Source: Deep Learning on Medium
How to squeeze out more from your data when training an AI model
All of us have heard phrases like — “Data is the new oil” and what not. It’s also well known that most of the Deep Learning models are pretty data hungry and getting appropriate (labelled) data is tough and expensive. Given all this, a natural thing to do would be to squeeze out as much as possible from the data you already have, I’ll go over some techniques which help us do that
Following is a list of items that I’ll cover in this blog.
- Transfer Learning
- Semi Supervised Learning / Pseudo Labeling
Please note that NOT all these techniques are generic and it depends on the problem area whether they would be applicable or not. I’ll specify some use cases where these are applicable when I deep dive into them
This technique is very heavily used in Computer Vision. Let’s take the example of image classification — a picture of a car should be classified as a car even if we do various transformation on the original image for example — flip, rotate, change lighting, convert to grey scale etc. It turns out that feeding all these variants of the input images provide incremental information to the model and improves performance.
The use case of augmentation is not just limited to Computer Vision (where its a very routinely used fundamental concept) but can be done in other areas also. For instance, in NLP some of the augmentation methods that work are:
- Synonym Replacement — Replace some randomly chosen words from a sentence by their synonyms.
- Random Word Deletion — Delete some randomly chosen words from a sentence.
- Intermediate Language Translation — In this method, one translates text in a certain language, say English, to an intermediate language, say French, and then back to source language (English). The rational being the final English sentence would be slightly different than original one. This cool trick was used by some of the top teams in Kaggle Toxic comment classification challenege
The Augmentation is a very powerful technique and requires just creative thinking on the type of augmentation which can work in a problem area and doesn’t have any dependency on any other external data.

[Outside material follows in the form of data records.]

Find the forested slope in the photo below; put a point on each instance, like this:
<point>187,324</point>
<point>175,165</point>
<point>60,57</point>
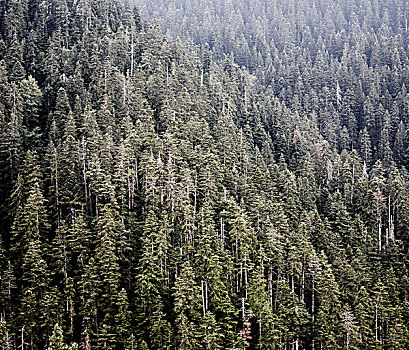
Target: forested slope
<point>160,195</point>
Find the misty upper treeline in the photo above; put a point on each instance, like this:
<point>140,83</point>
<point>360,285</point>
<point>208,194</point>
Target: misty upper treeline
<point>239,182</point>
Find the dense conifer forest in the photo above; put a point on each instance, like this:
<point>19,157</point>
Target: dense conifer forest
<point>204,174</point>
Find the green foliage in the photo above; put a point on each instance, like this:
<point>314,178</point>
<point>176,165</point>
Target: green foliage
<point>248,191</point>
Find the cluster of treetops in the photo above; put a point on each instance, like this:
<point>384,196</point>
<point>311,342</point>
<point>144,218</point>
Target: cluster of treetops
<point>237,183</point>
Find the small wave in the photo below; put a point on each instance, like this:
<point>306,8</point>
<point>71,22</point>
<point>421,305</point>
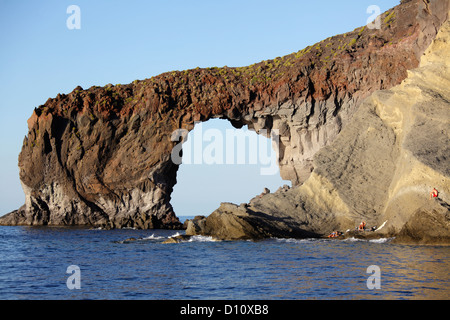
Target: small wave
<point>380,240</point>
<point>294,240</point>
<point>201,239</point>
<point>153,237</point>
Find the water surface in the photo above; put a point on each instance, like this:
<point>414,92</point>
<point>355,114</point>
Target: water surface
<point>34,260</point>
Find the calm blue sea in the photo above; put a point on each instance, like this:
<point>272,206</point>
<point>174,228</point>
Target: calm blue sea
<point>34,262</point>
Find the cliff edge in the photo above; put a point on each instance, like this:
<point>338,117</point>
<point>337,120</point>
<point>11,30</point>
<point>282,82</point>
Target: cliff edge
<point>380,169</point>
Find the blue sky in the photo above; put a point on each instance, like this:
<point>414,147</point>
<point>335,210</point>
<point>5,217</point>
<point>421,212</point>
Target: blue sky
<point>120,41</point>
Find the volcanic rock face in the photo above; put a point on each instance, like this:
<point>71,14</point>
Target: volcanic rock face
<point>381,168</point>
<point>102,156</point>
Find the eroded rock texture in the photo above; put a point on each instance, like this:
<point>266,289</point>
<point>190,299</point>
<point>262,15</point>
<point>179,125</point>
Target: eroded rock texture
<point>101,156</point>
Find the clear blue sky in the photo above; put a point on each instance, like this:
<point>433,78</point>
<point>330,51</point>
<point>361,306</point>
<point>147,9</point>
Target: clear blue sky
<point>120,41</point>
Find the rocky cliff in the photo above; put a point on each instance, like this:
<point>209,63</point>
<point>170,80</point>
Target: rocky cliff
<point>101,156</point>
<point>381,168</point>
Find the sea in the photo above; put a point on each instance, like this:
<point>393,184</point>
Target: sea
<point>57,263</point>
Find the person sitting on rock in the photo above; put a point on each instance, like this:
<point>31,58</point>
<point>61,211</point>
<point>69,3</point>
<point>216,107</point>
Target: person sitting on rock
<point>433,193</point>
<point>335,234</point>
<point>362,226</point>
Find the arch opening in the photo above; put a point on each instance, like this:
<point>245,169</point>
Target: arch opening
<point>221,163</point>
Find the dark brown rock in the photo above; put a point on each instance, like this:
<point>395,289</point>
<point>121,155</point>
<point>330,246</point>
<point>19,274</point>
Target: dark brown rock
<point>102,156</point>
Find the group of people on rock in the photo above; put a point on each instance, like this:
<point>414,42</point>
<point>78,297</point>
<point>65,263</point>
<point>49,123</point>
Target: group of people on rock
<point>362,226</point>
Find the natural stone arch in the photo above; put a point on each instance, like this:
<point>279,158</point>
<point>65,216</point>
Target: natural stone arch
<point>225,153</point>
<point>101,156</point>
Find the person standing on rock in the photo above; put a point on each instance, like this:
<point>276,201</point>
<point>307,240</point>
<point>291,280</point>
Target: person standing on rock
<point>434,193</point>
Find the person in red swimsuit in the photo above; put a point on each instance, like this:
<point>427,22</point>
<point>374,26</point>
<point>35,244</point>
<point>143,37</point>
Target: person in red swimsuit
<point>433,193</point>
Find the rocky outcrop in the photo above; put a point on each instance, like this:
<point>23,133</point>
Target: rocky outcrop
<point>102,156</point>
<point>381,168</point>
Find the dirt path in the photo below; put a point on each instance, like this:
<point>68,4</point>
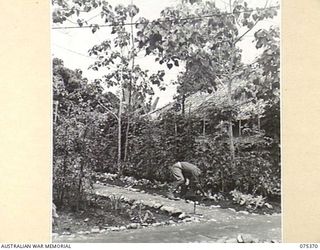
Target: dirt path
<point>213,225</point>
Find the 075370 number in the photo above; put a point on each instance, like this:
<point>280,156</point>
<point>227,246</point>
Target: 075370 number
<point>307,246</point>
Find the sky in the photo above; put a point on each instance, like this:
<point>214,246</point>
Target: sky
<point>72,45</point>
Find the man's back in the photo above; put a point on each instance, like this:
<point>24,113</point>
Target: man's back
<point>188,168</point>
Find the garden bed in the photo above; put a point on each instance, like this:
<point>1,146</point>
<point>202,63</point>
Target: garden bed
<point>109,214</point>
<point>222,200</point>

This concept again is heavily used in Computer Vision, is picking up in NLP due to success of ELMo and BERT and may be applicable in some other areas as well. The core idea is — rather than training a Deep Neural Network model from scratch (with small amount of data that you have), fine-tune an existing model which was trained for a related task (using large amount of data that is publicly available).
For instance — Imagenet is an openly available image dataset which contains roughly 14 M images spanning 20K classes. If the class in which you are trying to classify an image into, doesn’t exist in Imagenet data and you just have a few hundred images — you’ll be better off using a model pre-trained on Imagenet data as the starting point and by just fine tuning the last few layers using your few hundred images you can achieve great performance.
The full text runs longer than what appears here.